Intelsat 708 was a telecommunications satellite built by the American company Space Systems/Loral intended to be launched into a geostationary orbit and operated by Intelsat. It was destroyed during a launch failure on February 15, 1996, causing fatalities near the Xichang Satellite Launch Center at Xichang, People's Republic of China, and prompting political controversy around the world. The Intelsat 708 satellite was to be launched aboard a Long March 3B rocket. This rocket failed at launch due to an engineering defect and crashed into a village near the launch site, which reportedly killed an unknown number of Chinese civilians and caused other damage. The nature and extent of the damage remain a subject of dispute; the Chinese government, through its official Xinhua news agency, reported that six people were killed and 57 injured. Neutral sources claimed that the number of fatalities was likely to number in the thousands and possibly tens of thousands.

Intelsat 708

9) Alcântara VLS accident, 2003 (Brazil)

On August 22, 2003, at 13:30 (local time) an explosion destroyed a Brazilian Space Agency VLS-1 (VLS-1 V03) rocket as it stood on its launch pad at the Alcântara Launching Center in the state of Maranhão in northern Brazil.
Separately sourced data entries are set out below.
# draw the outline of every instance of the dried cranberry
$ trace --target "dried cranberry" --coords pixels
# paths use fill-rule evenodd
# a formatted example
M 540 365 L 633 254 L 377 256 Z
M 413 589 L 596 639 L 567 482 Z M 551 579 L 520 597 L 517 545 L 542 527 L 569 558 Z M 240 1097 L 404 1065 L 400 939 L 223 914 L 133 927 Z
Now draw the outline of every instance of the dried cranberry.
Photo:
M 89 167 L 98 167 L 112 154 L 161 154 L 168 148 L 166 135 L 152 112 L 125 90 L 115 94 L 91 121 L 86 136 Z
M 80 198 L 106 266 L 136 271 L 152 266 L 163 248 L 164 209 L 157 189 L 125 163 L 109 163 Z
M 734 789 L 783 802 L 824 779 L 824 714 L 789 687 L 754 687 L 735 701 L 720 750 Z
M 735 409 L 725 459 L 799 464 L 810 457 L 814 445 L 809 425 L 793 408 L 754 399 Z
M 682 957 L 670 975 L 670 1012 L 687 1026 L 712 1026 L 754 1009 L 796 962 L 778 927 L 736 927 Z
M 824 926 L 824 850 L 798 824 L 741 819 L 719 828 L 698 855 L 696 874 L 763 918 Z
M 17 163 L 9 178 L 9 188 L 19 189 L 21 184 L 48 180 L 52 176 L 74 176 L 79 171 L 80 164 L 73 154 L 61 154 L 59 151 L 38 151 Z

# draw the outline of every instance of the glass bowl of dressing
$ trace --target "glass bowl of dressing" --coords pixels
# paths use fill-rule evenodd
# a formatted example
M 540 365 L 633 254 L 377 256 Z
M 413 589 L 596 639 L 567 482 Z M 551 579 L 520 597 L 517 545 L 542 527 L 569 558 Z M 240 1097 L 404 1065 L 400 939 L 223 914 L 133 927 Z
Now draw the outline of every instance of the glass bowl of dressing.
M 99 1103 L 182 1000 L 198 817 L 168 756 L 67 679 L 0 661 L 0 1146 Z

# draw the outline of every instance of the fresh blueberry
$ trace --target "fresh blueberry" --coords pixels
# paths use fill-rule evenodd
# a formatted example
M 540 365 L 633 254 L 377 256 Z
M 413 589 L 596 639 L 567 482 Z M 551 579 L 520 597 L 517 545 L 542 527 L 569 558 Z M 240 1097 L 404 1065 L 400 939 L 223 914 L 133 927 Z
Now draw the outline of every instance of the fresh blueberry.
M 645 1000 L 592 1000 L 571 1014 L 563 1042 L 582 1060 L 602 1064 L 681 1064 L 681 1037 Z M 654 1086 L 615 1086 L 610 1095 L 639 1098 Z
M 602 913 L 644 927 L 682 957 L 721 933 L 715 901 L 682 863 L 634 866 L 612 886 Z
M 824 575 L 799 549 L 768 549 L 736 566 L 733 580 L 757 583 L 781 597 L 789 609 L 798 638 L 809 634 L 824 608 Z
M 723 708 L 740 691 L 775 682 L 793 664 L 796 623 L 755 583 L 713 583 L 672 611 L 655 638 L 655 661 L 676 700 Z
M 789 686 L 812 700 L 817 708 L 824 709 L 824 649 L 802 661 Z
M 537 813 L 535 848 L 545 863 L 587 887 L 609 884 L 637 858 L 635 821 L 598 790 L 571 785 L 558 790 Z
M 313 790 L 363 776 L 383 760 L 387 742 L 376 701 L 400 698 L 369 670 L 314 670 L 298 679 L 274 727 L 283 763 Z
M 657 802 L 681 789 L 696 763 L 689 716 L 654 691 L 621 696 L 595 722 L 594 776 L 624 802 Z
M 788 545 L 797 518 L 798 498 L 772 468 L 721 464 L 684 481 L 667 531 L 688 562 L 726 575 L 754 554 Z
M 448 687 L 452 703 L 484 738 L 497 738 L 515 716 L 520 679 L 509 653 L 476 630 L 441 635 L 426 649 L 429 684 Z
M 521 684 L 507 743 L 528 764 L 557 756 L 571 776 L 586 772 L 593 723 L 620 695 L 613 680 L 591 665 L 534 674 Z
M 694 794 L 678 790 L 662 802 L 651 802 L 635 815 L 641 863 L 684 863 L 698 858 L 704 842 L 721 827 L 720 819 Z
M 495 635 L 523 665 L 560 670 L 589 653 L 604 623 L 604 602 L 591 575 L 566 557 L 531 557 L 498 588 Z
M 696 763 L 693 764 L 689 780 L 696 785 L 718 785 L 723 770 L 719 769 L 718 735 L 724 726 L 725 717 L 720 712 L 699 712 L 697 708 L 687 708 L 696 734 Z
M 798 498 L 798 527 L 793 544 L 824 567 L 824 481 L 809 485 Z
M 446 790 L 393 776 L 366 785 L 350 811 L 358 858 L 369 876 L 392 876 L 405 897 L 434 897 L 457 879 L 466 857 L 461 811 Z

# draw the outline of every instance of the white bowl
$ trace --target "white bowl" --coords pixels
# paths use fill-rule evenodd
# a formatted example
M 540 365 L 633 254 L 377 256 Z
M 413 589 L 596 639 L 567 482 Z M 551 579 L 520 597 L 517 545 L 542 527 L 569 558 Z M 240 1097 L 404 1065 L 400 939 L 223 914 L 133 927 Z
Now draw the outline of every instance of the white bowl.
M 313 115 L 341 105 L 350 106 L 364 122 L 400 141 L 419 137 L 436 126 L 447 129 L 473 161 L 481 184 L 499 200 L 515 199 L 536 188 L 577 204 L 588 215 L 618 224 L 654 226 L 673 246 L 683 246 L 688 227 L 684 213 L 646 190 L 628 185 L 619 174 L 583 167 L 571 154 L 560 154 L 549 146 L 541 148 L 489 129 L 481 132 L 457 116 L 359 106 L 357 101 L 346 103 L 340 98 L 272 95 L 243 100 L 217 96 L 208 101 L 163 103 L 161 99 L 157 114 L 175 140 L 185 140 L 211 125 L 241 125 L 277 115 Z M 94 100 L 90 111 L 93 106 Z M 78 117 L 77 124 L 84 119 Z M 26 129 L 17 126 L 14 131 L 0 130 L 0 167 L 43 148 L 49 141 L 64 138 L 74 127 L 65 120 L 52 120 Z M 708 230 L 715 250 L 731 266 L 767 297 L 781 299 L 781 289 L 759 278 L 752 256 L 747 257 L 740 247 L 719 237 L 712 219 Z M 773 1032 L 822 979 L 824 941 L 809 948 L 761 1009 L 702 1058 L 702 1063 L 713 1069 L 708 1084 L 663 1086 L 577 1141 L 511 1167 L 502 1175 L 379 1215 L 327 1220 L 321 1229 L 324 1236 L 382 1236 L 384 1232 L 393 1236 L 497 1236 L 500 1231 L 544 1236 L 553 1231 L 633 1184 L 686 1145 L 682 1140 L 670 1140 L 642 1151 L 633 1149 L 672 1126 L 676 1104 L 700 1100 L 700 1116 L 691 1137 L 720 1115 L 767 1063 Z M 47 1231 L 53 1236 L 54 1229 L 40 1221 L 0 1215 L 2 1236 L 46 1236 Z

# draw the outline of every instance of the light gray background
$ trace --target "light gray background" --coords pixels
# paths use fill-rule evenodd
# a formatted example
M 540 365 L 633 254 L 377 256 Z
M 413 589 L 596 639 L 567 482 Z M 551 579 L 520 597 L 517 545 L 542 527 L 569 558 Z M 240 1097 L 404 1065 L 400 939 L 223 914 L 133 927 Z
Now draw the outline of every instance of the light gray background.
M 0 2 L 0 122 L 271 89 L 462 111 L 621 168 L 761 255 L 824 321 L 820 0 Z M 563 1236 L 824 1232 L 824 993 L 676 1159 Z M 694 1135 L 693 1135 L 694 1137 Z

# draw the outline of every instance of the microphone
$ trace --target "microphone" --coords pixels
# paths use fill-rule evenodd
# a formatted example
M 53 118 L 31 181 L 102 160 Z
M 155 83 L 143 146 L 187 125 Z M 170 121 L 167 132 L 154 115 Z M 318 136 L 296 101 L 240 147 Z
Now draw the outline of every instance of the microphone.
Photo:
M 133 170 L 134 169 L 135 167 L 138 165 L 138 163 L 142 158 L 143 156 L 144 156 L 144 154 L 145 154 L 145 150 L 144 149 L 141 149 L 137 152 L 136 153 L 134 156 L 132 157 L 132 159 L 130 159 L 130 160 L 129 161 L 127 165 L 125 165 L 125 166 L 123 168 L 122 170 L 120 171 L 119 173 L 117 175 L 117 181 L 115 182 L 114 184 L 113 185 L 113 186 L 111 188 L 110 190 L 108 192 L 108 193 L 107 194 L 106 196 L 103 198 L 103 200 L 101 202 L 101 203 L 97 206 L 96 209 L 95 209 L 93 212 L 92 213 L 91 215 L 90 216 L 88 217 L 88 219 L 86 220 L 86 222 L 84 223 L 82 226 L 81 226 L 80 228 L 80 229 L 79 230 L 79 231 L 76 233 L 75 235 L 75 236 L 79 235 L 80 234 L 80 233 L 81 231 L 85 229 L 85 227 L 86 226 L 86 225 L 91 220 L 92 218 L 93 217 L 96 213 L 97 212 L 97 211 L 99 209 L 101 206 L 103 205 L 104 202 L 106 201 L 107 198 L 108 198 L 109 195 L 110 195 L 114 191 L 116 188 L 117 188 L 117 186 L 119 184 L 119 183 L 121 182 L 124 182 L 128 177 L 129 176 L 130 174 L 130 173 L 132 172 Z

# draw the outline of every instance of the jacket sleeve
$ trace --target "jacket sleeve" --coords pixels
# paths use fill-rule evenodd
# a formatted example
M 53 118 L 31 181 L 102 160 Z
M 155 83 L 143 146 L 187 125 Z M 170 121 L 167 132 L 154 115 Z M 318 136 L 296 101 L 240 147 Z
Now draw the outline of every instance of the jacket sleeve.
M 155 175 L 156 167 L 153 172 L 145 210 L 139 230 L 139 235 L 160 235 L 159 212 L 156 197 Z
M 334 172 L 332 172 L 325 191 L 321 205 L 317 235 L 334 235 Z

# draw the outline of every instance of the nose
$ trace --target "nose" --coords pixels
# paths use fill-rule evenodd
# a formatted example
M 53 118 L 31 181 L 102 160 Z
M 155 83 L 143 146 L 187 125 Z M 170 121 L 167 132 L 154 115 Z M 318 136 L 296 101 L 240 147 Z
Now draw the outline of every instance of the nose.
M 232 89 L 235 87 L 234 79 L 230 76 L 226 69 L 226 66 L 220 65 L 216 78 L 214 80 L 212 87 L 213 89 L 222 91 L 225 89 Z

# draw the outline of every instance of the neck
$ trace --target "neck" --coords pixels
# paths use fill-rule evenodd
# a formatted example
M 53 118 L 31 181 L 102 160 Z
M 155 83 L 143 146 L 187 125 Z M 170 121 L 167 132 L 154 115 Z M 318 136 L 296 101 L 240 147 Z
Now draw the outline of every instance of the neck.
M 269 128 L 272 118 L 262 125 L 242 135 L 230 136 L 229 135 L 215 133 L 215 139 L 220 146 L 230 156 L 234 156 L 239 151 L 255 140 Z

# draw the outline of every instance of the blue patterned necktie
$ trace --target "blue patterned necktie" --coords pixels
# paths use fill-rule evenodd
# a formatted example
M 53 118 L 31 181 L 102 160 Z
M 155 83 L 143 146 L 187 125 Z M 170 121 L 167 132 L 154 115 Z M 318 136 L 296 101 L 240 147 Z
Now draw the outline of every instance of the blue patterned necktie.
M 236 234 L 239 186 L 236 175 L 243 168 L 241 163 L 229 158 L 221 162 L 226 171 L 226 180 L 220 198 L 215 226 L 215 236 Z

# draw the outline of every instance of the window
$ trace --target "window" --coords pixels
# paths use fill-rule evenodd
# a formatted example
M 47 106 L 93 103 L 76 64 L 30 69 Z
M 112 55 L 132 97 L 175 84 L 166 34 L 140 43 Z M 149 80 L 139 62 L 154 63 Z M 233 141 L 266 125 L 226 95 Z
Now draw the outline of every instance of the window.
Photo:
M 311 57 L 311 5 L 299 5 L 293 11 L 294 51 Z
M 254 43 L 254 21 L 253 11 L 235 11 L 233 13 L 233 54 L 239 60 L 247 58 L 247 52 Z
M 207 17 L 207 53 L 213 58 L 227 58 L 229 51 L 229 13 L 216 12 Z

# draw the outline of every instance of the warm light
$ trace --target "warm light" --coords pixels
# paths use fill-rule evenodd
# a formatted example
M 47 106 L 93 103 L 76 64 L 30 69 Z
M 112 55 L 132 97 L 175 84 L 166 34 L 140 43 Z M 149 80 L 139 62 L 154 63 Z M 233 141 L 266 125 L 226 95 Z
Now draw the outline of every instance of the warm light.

Twenty-one people, standing on the launch pad, died when one of the rocket's four first stage motors ignited accidentally. The explosion caused a fire in the nearby jungle brush, and produced a large cloud of smoke that was visible for large distances. This was the third major attempt by Brazil to launch a rocket of the country's own design. The explosion leveled the rocket's launch pad, reducing a 10-story high structure to a pile of twisted metal. Dozens of kilometers away, residents of the city of São Luís were able to hear the blast. The rocket had been scheduled to launch in just a few days' time and had two satellites onboard when the explosion occurred.

Alcântara VLS accident

10) Michael J. Adams, X-15 rocket plane, 1967 (USA)

Michael J. Adams died while piloting a North American X-15 rocket plane. Major Adams was a U.S. Air Force pilot in the NASA/USAF X-15 program. During X-15 Flight 191, his seventh flight, the plane first had an electrical problem and then developed control problems at the apogee of its flight. The pilot may also have become disoriented. During re-entry from a 266,000 ft (50.4 mile, 81.1 km) apogee, the X-15 yawed sideways out of control and went into a spin at a speed of Mach 5, from which the pilot never recovered. Excessive acceleration led to the X-15 breaking up in flight at about 65,000 feet. Adams was posthumously awarded astronaut wings as his flight had passed an altitude of 50 miles (80.5 km) (the U.S. definition of space).